Synthesis and secondary structure of loop 4 of myelin proteolipid protein: effect of a point mutation found in Pelizaeus-Merzbacher disease

Abstract

To study the effects of a point mutation found in Pelizaeus-Merzbacher disease (PMD) on the physicochemical and structural properties of the extracellular loop 4 of the myelin proteolipid protein (PLP), we synthesized the peptide PLP(181-230)Pro215 and one mutant PLP(181-230)Ser215 with regioselective formation of the two disulphide bridges Cys200-Cys219 and Cys183-Cys227. As conventional amino acid building blocks failed to give crude peptides of good quality we had to optimize the synthesis by introducing pseudoproline dipeptide building blocks during the peptide elongation.
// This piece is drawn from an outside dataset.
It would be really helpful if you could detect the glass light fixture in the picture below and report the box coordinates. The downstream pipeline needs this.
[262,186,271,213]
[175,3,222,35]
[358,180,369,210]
In peptide Pro215 the first bridge Cys200-Cys219 was obtained after air oxidation, but in peptide Ser215 because of aggregation, dimethyl sulfoxide (DMSO) oxidation had to be used. The second bridge Cys183-Cys227 was obtained by iodine oxidation of both Cys (acetamidomethyl, Acm)-protected peptides. The secondary structures of the parent and mutant loops were analysed by circular dichroism (CD) in the presence of trifluoroethanol (TFE) and sodium dodecyl sulphate (SDS) as a membrane mimetic. Analysis of the spectra showed that the content of alpha-helix and beta-sheet varied differently for both peptides in TFE and SDS solutions, demonstrating the sensitivity of their conformation to the environment and the differences in their secondary structure. The ability of both peptides to insert into the SDS micelles was assayed by intrinsic tryptophan fluorescence.